Morgan Stanley pushes forward with MSBT Bitcoin ETF through updated SEC submission

Morgan Stanley pushes forward with MSBT Bitcoin ETF through updated SEC submission

The investment banking giant has submitted its second S-1 amendment for the MSBT spot Bitcoin ETF, outlining initial funding, exchange listing details and institutional collaborators.

Morgan Stanley, a major US investment banking institution, has submitted its second amended S-1 registration form for the proposed spot Bitcoin exchange-traded fund (ETF), providing comprehensive information about initial seed funding, institutional trading partners and exchange listing arrangements as the prominent Wall Street financial institution approaches the launch of the investment product trading under the MSBT ticker symbol.

According to the updated filing documentation, the trust anticipates generating $1 million in capital through the issuance of 50,000 initial seed shares to its designated sponsor prior to commencing trading on NYSE Arca, with the capital raised being utilized to acquire Bitcoin (BTC) for the investment fund. The financial institution noted that the fund continues to require regulatory clearance before trading activities can commence.

The regulatory filing identifies Jane Street, Virtu Americas and Macquarie Capital as designated authorized participants, granting these entities the ability to create or redeem substantial share blocks and generate returns from arbitrage opportunities between Bitcoin's market price and the ETF's trading price. This mechanism maintains the ETF's valuation in close alignment with Bitcoin's underlying value.

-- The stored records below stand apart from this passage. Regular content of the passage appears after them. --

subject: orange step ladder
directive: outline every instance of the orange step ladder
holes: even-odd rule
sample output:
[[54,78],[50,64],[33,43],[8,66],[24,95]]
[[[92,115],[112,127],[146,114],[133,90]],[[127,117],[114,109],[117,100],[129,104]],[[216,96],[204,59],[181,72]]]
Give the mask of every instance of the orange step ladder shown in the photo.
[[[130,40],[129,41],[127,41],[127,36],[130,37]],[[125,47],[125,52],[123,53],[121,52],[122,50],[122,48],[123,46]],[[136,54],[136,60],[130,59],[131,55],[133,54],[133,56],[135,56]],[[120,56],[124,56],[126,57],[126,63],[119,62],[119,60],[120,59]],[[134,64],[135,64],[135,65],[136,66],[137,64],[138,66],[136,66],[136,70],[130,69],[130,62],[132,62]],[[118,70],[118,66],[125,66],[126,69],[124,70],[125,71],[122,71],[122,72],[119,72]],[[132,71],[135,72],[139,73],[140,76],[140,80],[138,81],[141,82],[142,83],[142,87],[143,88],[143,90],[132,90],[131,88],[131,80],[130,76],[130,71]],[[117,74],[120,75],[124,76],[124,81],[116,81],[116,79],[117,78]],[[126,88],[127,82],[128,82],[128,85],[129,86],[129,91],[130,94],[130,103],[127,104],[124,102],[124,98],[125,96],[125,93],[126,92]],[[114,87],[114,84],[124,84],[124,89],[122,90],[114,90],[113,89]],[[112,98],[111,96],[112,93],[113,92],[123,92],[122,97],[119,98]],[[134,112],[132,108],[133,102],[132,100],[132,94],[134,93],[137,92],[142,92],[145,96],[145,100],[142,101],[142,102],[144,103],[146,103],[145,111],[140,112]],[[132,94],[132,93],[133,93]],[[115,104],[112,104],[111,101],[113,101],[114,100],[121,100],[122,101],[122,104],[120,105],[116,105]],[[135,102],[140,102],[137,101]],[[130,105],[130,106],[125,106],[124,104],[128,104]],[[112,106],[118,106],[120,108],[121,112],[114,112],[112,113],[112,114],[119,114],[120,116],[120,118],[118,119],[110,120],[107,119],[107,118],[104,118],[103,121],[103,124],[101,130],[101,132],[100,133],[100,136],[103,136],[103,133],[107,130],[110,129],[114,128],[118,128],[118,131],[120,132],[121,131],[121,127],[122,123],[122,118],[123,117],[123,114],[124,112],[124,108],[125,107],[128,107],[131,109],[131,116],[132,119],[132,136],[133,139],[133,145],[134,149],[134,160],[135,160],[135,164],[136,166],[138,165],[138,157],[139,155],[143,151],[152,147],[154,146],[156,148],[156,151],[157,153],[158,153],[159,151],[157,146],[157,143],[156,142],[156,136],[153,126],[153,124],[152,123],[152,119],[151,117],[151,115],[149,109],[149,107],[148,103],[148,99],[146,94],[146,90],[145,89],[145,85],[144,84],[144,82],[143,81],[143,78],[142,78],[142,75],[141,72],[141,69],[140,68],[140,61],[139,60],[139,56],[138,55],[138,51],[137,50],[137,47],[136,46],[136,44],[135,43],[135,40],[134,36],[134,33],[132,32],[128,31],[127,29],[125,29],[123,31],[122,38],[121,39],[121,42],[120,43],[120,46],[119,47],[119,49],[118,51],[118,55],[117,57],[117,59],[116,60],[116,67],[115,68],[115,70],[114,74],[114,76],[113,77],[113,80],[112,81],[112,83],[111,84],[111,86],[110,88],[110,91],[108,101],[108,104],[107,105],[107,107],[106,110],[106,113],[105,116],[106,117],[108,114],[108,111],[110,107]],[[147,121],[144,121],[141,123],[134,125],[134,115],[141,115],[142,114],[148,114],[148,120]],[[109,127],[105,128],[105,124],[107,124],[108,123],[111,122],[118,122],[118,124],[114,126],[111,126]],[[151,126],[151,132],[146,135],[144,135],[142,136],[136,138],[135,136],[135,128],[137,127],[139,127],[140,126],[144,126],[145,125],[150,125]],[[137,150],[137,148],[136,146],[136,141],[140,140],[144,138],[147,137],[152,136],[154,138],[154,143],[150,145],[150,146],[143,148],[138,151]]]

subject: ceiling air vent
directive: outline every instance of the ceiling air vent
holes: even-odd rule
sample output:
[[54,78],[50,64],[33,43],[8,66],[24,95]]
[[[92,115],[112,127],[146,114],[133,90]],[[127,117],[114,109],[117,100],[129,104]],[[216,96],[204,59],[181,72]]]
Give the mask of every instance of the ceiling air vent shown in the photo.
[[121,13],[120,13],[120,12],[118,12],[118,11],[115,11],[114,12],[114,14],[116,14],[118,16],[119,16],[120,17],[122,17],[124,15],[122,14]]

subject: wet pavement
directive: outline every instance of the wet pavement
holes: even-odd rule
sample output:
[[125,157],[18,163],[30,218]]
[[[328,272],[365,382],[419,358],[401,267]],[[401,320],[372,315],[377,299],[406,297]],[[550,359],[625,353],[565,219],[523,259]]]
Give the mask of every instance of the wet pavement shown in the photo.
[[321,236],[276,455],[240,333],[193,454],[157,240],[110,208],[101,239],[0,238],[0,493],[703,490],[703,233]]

In October 2025, Morgan Stanley issued guidance recommending a 2% to 4% allocation to crypto portfolios for investors and financial advisers and granted authorization to its financial advisors to recommend crypto funds to clients holding individual retirement accounts (IRAs) and 401(k)s.

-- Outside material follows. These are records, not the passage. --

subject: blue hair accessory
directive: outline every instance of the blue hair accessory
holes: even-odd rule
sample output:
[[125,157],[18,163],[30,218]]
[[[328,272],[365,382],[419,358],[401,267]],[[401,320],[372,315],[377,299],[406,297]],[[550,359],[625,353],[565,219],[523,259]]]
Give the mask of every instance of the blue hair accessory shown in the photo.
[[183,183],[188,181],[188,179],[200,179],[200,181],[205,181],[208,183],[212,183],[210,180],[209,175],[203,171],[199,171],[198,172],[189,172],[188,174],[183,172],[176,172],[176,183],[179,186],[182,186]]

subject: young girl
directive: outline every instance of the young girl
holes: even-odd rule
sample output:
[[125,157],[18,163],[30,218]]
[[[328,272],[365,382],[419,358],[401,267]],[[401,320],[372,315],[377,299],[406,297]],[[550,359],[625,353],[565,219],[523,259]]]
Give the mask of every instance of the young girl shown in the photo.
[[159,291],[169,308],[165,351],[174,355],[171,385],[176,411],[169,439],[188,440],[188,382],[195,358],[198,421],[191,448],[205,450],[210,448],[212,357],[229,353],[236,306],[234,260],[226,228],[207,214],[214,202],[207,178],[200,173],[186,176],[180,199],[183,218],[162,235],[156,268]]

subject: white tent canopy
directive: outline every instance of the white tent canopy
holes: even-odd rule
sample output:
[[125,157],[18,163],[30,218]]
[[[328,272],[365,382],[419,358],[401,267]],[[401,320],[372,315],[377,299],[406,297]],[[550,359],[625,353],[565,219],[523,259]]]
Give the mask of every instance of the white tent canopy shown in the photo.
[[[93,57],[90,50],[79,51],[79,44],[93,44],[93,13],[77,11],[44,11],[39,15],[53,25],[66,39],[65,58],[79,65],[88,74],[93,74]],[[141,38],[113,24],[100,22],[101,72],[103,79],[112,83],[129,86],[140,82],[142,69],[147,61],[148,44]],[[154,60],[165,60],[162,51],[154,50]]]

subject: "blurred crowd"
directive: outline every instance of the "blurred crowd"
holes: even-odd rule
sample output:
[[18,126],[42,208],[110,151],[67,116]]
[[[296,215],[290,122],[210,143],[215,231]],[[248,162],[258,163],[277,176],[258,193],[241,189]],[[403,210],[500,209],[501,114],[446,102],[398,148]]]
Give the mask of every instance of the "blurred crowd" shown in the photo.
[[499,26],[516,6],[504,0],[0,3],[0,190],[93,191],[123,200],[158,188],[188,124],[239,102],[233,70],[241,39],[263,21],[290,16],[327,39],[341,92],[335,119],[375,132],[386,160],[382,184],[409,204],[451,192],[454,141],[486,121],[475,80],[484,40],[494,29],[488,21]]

Morgan Stanley S-1 filing amendment
Morgan Stanley S-1 filing amendment. Source: SEC.gov

"Morgan Stanley is moving from distributing BlackRock's IBIT to issuing its own product, capturing management fees directly rather than earning distribution commissions," Marcin Kazmierczak, co-founder of RedStone, told Cointelegraph, adding that the bank's 15,000 financial advisors will introduce a real "distribution muscle" for the ETF.

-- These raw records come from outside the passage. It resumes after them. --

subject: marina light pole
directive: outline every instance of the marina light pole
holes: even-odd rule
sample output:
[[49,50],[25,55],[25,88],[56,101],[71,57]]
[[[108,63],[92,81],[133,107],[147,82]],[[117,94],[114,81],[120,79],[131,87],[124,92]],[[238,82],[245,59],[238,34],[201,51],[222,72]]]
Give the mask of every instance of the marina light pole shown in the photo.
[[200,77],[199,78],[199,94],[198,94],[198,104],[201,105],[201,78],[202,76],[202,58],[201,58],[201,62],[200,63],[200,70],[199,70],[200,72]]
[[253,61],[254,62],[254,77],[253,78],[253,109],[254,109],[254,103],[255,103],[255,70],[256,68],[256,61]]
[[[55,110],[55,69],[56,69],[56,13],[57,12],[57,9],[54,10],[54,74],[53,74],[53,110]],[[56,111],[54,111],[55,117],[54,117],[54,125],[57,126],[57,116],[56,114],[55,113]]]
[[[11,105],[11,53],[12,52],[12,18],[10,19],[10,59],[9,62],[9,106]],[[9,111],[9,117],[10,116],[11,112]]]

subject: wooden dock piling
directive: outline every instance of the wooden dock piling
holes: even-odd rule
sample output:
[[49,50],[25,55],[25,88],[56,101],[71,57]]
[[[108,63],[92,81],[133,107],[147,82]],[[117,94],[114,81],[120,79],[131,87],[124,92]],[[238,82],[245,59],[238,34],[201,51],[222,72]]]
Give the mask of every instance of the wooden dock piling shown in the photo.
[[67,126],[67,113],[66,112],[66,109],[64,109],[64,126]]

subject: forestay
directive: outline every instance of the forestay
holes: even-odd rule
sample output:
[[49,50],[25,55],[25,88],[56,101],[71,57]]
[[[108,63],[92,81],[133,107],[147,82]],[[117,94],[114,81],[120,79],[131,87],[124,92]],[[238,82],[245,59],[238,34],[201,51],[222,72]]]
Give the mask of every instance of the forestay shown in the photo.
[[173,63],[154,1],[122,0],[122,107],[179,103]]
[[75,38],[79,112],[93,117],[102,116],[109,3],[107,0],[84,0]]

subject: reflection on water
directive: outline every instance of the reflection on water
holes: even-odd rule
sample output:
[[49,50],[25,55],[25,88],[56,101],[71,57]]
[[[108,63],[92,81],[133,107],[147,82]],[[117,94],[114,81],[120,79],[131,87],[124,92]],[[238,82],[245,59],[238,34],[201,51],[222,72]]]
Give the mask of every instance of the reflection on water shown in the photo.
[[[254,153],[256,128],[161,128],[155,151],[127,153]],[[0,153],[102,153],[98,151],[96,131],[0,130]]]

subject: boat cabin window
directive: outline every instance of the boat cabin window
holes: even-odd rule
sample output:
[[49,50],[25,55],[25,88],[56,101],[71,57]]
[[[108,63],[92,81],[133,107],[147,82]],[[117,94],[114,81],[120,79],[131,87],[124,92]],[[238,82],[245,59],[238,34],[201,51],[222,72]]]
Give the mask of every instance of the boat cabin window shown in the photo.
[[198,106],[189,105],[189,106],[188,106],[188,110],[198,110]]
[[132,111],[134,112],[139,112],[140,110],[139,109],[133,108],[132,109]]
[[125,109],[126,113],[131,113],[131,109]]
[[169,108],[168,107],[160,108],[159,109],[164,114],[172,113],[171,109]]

Wall Street moves closer to crypto funds

This development contributes to an expanding trend among major US financial institutions seeking to broaden client access to cryptocurrency-related investment products.

Beginning Jan. 5, 2026, Bank of America, the second-largest US bank, initiated a policy allowing advisers within its wealth management divisions to recommend exposure to four Bitcoin ETFs, which had previously been accessible only through client requests, Cointelegraph reported.

One day prior to that announcement, Vanguard, holding the position as the world's second-largest asset manager, permitted crypto ETF trading for its client base, marking a reversal from its earlier position on digital asset ETFs.

In December 2024, BlackRock, recognized as the world's largest asset management firm, issued recommendations for an up to 2% Bitcoin allocation to its clients.